Far less likely -- but certainly possible -- is an encounter with a tornado. Again, your best defense is information: Listen to local radio for specific areas that are under tornado watches or warnings.
Because tornados can pack an almost unimagineably violent force -- they can lift and throw entire buildings -- there are no sure-fire safety tips for dealing with them. There also is a difference of opinion about the best course of action if you encounter a tornado while driving.
All agree that abandoning the car to enter a strong shelter is your best bet. On the open road, however, that might not be possible. Professional storm chasers do outrun tornados in their vehicles -- their trick is to drive away from the storm at a right angle, to the south if possible (the north side of the storm will be pelted with hail.) An emergency memory trick for this maneuver is to directly face the storm, and then turn 90 degrees to the right.
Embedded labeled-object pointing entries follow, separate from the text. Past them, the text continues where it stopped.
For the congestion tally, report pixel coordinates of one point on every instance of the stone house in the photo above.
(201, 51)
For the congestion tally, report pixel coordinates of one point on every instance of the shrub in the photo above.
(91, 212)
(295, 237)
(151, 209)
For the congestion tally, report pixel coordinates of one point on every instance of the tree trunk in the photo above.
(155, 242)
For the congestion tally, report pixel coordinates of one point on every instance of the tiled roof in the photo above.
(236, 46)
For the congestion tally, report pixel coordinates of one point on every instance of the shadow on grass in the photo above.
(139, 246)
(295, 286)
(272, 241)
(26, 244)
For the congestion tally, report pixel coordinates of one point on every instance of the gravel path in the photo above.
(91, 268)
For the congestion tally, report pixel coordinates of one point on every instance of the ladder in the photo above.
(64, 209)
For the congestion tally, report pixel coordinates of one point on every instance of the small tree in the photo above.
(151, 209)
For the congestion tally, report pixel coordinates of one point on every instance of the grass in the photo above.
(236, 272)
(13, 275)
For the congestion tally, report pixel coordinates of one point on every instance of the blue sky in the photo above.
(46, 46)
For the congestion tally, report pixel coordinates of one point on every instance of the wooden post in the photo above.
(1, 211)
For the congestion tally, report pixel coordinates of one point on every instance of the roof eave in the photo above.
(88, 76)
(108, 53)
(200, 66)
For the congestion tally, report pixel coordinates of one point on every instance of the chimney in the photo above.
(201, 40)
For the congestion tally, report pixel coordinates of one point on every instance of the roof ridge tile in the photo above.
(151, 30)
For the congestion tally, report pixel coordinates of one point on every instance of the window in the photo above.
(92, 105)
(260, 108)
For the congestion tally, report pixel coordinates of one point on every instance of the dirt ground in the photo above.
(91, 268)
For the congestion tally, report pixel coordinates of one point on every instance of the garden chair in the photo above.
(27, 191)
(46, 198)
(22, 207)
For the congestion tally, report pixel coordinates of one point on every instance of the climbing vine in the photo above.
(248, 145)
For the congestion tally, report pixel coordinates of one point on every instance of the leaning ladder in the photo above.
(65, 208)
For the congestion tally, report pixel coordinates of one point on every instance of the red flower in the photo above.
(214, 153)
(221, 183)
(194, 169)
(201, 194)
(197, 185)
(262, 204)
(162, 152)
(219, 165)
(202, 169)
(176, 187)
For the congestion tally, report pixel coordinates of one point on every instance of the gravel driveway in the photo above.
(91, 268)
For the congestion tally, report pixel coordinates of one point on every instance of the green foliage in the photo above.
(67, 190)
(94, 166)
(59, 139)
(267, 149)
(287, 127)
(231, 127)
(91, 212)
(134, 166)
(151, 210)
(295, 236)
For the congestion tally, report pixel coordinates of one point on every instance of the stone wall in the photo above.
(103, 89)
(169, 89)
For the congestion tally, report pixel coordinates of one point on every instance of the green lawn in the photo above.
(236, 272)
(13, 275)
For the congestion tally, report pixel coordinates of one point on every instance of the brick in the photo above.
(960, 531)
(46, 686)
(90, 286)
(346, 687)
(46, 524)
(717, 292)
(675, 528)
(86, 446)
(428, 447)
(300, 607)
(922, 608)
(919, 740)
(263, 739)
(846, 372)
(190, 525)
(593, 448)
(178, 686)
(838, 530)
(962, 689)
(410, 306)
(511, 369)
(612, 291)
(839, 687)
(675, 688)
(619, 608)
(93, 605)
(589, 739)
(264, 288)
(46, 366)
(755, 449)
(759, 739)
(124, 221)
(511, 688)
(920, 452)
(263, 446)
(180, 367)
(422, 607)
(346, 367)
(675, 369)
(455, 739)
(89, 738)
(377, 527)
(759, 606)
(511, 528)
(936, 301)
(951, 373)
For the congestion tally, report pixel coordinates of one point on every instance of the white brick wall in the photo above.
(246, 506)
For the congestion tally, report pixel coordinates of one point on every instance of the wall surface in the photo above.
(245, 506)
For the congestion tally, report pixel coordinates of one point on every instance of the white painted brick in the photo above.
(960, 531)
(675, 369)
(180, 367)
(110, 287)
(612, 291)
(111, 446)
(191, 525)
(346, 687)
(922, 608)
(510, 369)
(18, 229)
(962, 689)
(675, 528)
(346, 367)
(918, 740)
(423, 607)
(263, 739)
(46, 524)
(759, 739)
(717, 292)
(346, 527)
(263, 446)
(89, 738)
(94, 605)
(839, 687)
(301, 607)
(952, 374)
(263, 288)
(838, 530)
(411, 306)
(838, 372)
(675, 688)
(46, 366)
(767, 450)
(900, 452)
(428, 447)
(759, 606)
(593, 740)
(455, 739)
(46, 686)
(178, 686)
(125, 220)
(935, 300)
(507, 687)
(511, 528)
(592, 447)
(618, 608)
Tornados can travel 60 mph or faster, however, and everyday drivers may put themselves at greater danger by attempting to outrun a storm. The controversy surrounds the two bad options that remain: staying in the car with the seat belt on and bend below the windshield, or abandoning the car and laying down in a ditch.
Both ideas have merit. The car will provide protection from objects thrown violently by the storm. Even if the car is thrown by the twister, it will provide some impact protection. On the other hand, a driver who finds a deep ditch well below ground level should be safer from violent winds as the storm passes. Ideally, it should be far from the abandoned car, which could be hazardous if it's thrown. Also, beware of possible flash flooding in the ditch.
The National Weather Service and the American Red Cross recently advised drivers that each option has its benefits, and drivers in a crisis should consider both:
"If flying debris occurs while you are driving, pull over and park. Now you have the following options as a last resort," they said in a joint statement.(PDF) "Stay in the car with the seat belt on. Put your head down below the windows, covering with your hands and a blanket if possible. If you can safely get noticeably lower than the level of the roadway, exit your car and lie in that area, covering your head with your hands."
Whatever the weather, staying calm is the key to making good choices, and information can really help. I'm a big fan of the Weather.com iPhone (or Android) app, which gives you hour-by-hour weather predictions and -- more important -- up-to-the-minute radar maps showing precipitation amounts. They make it easy to see if the storm you're in is a five-minute interruption by Mother Nature or a two-hour beast that you'd be better riding out in a hotel room. I find it indispensible.
Most of all, don't rush: build in extra time for your trip. That way, you'll have the option to make the safer, more conservative choice if you need to, without worrying about missing grandma's turkey dinner.
What are your tips for bad-weather road trip driving?